I got a couple of more personal stories to tell you about Pat and Mike, but for those who were not fortunate enough to grow up in Mastic Beach in the 1950's let me give you a little background, as I recall it, on them. This info may be subject to change when Gary or John Messinette or Bob Siriani or anyone else in their family reads this and weighs in.
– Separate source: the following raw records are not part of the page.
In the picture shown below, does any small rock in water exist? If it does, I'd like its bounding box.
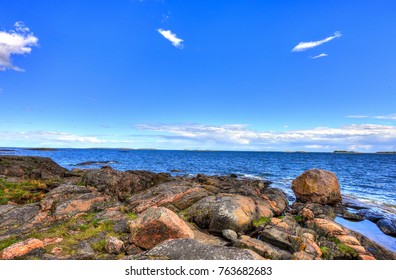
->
[377,219,396,236]
[221,229,238,241]
[342,211,364,221]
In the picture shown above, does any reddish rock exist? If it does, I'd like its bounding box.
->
[300,208,315,221]
[129,207,194,249]
[307,218,348,237]
[54,193,107,217]
[51,247,62,256]
[291,251,315,261]
[105,236,124,255]
[292,169,342,205]
[234,235,291,260]
[187,194,273,234]
[1,238,44,260]
[82,166,172,200]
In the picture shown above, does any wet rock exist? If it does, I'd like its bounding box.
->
[0,156,70,180]
[342,211,364,221]
[358,209,385,223]
[129,207,194,249]
[221,229,238,241]
[301,233,322,259]
[352,231,396,260]
[1,238,44,260]
[186,194,272,234]
[377,219,396,236]
[135,239,263,260]
[292,169,342,205]
[261,188,289,216]
[234,235,291,260]
[105,236,124,255]
[82,166,172,200]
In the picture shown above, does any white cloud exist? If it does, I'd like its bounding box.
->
[292,31,342,52]
[157,28,183,49]
[374,114,396,120]
[347,115,369,119]
[136,124,396,150]
[311,53,328,59]
[347,114,396,121]
[0,21,38,71]
[0,131,104,144]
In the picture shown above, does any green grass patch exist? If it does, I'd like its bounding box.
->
[126,212,137,220]
[30,213,119,255]
[252,216,271,228]
[0,237,20,251]
[294,215,302,222]
[91,239,106,253]
[320,246,330,260]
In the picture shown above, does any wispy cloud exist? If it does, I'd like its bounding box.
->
[292,31,342,52]
[136,124,396,150]
[0,21,38,71]
[157,28,183,49]
[347,113,396,121]
[0,131,104,144]
[311,53,328,59]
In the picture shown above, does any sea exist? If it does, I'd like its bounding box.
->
[0,148,396,213]
[0,148,396,252]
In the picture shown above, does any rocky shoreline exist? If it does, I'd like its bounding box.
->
[0,156,396,260]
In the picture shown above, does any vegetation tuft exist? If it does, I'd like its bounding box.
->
[252,216,271,228]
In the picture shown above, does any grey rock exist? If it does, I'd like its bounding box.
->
[222,229,238,241]
[139,239,262,260]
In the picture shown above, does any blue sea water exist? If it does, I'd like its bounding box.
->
[0,148,396,213]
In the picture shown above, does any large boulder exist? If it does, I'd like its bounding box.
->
[0,156,70,180]
[292,169,342,205]
[129,207,194,249]
[186,194,273,234]
[135,239,263,260]
[82,166,172,200]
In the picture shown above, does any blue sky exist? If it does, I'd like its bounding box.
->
[0,0,396,151]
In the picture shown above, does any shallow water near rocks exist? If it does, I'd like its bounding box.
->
[334,217,396,252]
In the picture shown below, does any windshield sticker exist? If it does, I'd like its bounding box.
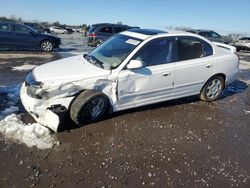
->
[126,39,140,46]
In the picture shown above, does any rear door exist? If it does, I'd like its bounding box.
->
[118,38,174,108]
[0,23,12,49]
[173,36,215,97]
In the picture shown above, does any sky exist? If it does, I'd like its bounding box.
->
[0,0,250,33]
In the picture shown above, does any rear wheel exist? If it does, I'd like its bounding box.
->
[41,40,53,52]
[200,76,225,102]
[70,90,108,125]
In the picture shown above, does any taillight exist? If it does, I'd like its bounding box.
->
[89,33,96,37]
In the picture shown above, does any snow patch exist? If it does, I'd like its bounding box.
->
[12,64,37,71]
[0,114,58,149]
[0,85,57,149]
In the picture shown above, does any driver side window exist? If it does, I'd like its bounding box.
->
[12,25,30,34]
[132,38,173,67]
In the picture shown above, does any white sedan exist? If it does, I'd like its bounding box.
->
[49,26,68,34]
[20,29,239,131]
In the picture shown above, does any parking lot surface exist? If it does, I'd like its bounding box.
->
[0,34,250,188]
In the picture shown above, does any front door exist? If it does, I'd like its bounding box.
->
[118,38,174,109]
[173,37,215,97]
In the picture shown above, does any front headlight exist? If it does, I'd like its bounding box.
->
[27,85,49,99]
[25,72,48,99]
[25,72,42,86]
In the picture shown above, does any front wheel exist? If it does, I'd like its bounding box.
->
[200,76,225,102]
[41,40,53,52]
[70,90,108,126]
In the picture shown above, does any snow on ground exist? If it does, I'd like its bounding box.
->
[12,64,37,71]
[0,114,57,149]
[0,86,57,149]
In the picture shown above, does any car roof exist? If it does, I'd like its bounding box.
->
[128,28,167,35]
[121,29,209,40]
[0,21,20,25]
[92,23,128,27]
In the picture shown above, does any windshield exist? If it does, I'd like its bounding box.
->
[88,34,141,69]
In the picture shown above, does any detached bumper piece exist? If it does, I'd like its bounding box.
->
[45,105,69,132]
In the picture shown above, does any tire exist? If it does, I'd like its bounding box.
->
[41,40,53,52]
[70,90,109,126]
[200,76,225,102]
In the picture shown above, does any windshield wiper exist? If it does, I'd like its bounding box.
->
[83,54,103,68]
[83,54,95,64]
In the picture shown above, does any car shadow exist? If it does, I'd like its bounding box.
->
[220,80,248,99]
[55,80,248,132]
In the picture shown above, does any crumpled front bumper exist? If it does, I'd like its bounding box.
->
[20,83,67,132]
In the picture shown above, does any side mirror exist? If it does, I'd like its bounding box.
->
[30,31,37,37]
[127,60,143,69]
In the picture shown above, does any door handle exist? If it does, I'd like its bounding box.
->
[206,64,213,68]
[162,72,171,76]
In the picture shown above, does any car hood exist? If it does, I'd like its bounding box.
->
[33,55,111,82]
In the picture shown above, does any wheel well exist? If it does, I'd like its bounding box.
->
[68,89,113,113]
[40,39,53,46]
[200,73,226,92]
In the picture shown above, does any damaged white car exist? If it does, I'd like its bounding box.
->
[20,29,239,132]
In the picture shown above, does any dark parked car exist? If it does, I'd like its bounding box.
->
[186,29,231,44]
[0,22,61,52]
[87,23,139,47]
[23,22,51,34]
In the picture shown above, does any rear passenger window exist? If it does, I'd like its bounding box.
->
[12,25,31,33]
[177,37,213,61]
[0,23,9,31]
[100,27,112,33]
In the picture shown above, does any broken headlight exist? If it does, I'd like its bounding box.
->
[25,72,48,99]
[27,85,49,99]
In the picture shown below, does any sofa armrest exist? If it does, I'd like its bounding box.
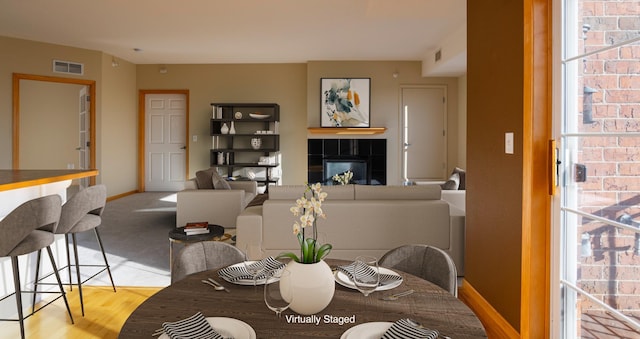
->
[176,189,247,228]
[228,180,258,195]
[184,179,198,190]
[236,206,262,251]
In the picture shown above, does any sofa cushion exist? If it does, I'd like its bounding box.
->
[196,168,214,189]
[442,173,460,190]
[211,171,231,190]
[269,185,354,201]
[355,185,441,200]
[453,167,467,190]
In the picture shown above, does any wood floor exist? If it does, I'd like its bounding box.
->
[0,286,161,339]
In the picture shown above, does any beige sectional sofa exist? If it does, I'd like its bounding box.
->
[176,179,258,228]
[236,185,464,275]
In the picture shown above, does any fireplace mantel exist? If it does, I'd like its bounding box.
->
[307,127,387,135]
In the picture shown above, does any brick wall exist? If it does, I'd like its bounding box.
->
[577,1,640,319]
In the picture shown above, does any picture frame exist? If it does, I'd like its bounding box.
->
[320,78,371,128]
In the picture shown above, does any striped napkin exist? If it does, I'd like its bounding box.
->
[338,262,402,286]
[382,318,439,339]
[162,312,223,339]
[218,257,285,282]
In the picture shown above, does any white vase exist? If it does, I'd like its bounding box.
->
[281,260,336,315]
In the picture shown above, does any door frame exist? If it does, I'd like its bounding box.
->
[398,84,449,182]
[138,89,189,192]
[11,73,97,185]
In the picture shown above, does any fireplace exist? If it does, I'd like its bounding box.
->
[307,139,387,185]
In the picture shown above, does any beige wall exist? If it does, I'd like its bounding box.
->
[0,37,465,196]
[305,61,464,185]
[0,36,137,195]
[0,36,101,169]
[20,80,84,169]
[96,54,138,196]
[137,61,464,184]
[137,64,307,184]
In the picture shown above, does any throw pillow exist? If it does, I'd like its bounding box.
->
[196,169,214,189]
[441,173,460,190]
[211,171,231,190]
[453,167,467,190]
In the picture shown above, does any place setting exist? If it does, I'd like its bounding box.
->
[153,312,256,339]
[334,256,403,296]
[340,318,444,339]
[218,248,285,286]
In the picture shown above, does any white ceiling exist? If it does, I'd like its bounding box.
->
[0,0,466,70]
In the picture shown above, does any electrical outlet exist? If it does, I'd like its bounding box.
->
[504,132,513,154]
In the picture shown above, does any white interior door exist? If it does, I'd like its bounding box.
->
[77,86,91,189]
[145,94,187,191]
[401,86,447,182]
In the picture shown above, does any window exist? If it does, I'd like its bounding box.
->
[552,0,640,338]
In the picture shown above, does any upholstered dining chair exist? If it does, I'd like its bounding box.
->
[378,244,458,297]
[171,241,245,284]
[0,195,73,338]
[36,185,116,316]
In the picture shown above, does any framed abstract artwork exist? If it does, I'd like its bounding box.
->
[320,78,371,127]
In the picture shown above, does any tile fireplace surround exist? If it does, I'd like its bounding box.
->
[307,139,387,185]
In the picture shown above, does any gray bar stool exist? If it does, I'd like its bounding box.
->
[36,185,116,316]
[0,195,73,338]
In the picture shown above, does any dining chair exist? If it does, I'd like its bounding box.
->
[171,241,245,284]
[36,185,116,317]
[0,195,73,338]
[379,244,458,297]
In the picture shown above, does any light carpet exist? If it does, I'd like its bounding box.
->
[72,192,235,287]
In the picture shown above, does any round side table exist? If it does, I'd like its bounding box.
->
[169,224,231,271]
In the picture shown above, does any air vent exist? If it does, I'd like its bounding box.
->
[53,60,84,75]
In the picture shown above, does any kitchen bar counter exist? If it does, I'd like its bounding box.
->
[0,169,98,191]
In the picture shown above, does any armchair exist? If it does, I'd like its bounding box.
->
[176,179,258,228]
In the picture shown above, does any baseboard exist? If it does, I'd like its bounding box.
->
[107,190,140,201]
[458,279,520,338]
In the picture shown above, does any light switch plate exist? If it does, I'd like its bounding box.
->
[504,132,513,154]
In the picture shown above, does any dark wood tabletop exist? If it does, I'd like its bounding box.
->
[119,259,486,339]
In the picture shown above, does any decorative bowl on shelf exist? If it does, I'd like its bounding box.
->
[251,138,262,149]
[249,112,271,119]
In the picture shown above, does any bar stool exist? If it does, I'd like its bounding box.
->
[0,195,73,338]
[35,185,116,317]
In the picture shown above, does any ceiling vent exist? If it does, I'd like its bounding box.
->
[53,60,84,75]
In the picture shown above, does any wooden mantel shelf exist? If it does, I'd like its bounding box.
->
[307,127,387,134]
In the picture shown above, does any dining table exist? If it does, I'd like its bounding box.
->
[119,259,487,339]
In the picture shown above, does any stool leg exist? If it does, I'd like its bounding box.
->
[93,227,116,292]
[71,233,84,317]
[11,257,24,339]
[64,233,73,291]
[47,246,73,324]
[31,250,42,314]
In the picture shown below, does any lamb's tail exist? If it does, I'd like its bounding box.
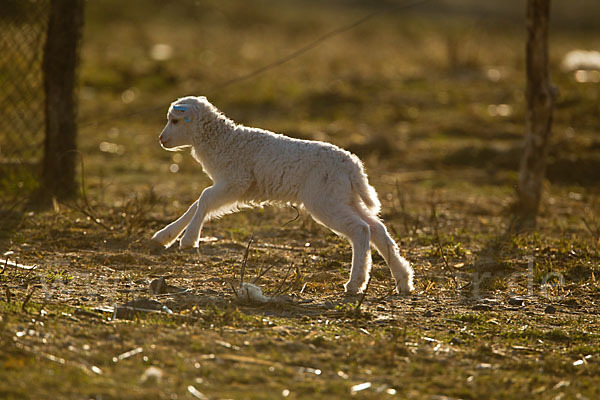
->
[350,157,381,215]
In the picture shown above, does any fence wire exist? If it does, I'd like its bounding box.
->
[0,0,50,166]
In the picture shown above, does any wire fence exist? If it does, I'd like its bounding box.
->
[0,0,50,166]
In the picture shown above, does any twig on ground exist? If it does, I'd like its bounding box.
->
[21,286,37,312]
[431,197,450,271]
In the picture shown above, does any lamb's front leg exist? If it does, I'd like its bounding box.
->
[179,185,236,249]
[152,200,198,247]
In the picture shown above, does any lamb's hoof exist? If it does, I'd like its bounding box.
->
[396,281,415,294]
[344,282,364,296]
[151,231,173,246]
[179,238,198,250]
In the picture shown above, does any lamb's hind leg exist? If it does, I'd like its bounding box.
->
[304,203,371,294]
[361,210,414,293]
[152,200,198,247]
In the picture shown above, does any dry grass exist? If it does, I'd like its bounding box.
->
[0,1,600,399]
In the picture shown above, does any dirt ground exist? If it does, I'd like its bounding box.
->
[0,0,600,400]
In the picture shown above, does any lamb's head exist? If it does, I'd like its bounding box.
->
[159,97,207,151]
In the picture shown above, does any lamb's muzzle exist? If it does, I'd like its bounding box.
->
[152,97,413,294]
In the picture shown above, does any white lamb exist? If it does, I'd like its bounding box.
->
[152,97,413,294]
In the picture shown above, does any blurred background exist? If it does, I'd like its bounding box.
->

Mike DiPierro was the only boy in a very large family. I believe he may of had 9 or 10 sisters. When his sisters married, most of them eventually wound up living in Mastic Beach. That was all helped along, when I believe one of Mike's sisters (Elsie) married Doctor Frank Calabro. The good Doc, bought the old Lawson estate, which was originally the Richard Floyd estate. Now this place was a real piece of history and always seemed to have some controversy surrounding it. It was in limbo for years following the revolutionary war because Richard Floyd had to get out of town fast when his side lost. Now there's a family contrast for you, cousin William signs the Declaration Of Independence and Richie sides with the British! Not a pretty sight at Thanksgiving....... For years the estate fell in limbo, then the Dr. Robert family aquired it. The last Robert to own it ,I believe committed suicide in the 1890's. I'm not sure if anyone owned it between then and when John Howard Lawson got it nor do I know exactly when he bought it, but according to Estelle Parr Schulz he owned it in the 1930's as her father would make house calls there to fix Lawson's ailing autos.

 

A then young Doctor Frank Calabro at his new front door

John Howard Lawson was a screenwriter (One of the Hollywood 10) who felt the wrath of congress during the "Red Scare" and gave up the estate (perhaps to pay his legal fees) in the 1940's. He went to prison for contempt of Congress in 1950. Gary Messinetti (one of Pat's sons) told me he thinks his uncle Doc bought the place from David Simon. He was one of the realtors that originally worked with Home Guardian developing the town. Simon's little office was located directly across the street at the 5 corners on Neighborhood Road from where Pat & Mike would build their garage. Some years later Mike DiPierro's wife Mildred would work in the Louis Stein Real Estate office just up the street, along with her sister in law Carol DiPierro Messinetti who was already a broker there. But Doc originally had all the extended family (Calabro's Calabria's, Messinetti's, Siriani's et al) stay during the 1940's summers, in the mansion house which if you haven't seen it yet (you can by clicking here) would hold a small army or the entire food poisoned William Floyd School. (More Thanksgiving Trouble) There was quite a few acres of property with it too. After the family decided to settle in Mastic Beach, they built several business on the original Richard Floyd estate property, some using actual buildings from the estate like the Red Barn which was moved up onto Neighborhood Road. Pat Messinetti (whose father was a mason)& Mike DiPierro built their cinder block garage on the south east corner of Neighborhood Rd and Bayview Drive, here are some very early photos circa 1946 of it going up & getting finishing touches while open for business.

 

BUILT TO LAST

click to enlarge

 

FILL ER UP?

That's a '39 or '40 Buick Convertible Sedan (Doc Calabro's?) getting filled up with High Test I bet. Click On The Photo and you will see some amazing details like the temporary sign,with the raised metal letters, leaning against the pumps that offers Tire Craft Recaps. There are two guys on the side up on a ladder, either painting the block or putting up the permanent signage that would be covered up in a few more years by an extension. I believe that old house of Mrs. Ennesser's was gone by the time I moved to town in 1950. I hear it may still be in Mastic Beach. I love the cars on both sides of the garage. The trees are probably several hundred years old. For an even older look at this location CLICK HERE

This is how it looked around 1947-48. The Austin Showroom extension and Siriani's Deli were added on the eastwing by 1949. That looks like a Model A Ford roadster pickup on the right side and a '35 or '36 Ford sedan on left. Gary & Johnny Messinetti & Butchie & Me would have a lot of fun with a '36 Ford Sedan in the field behind the station in a few more years.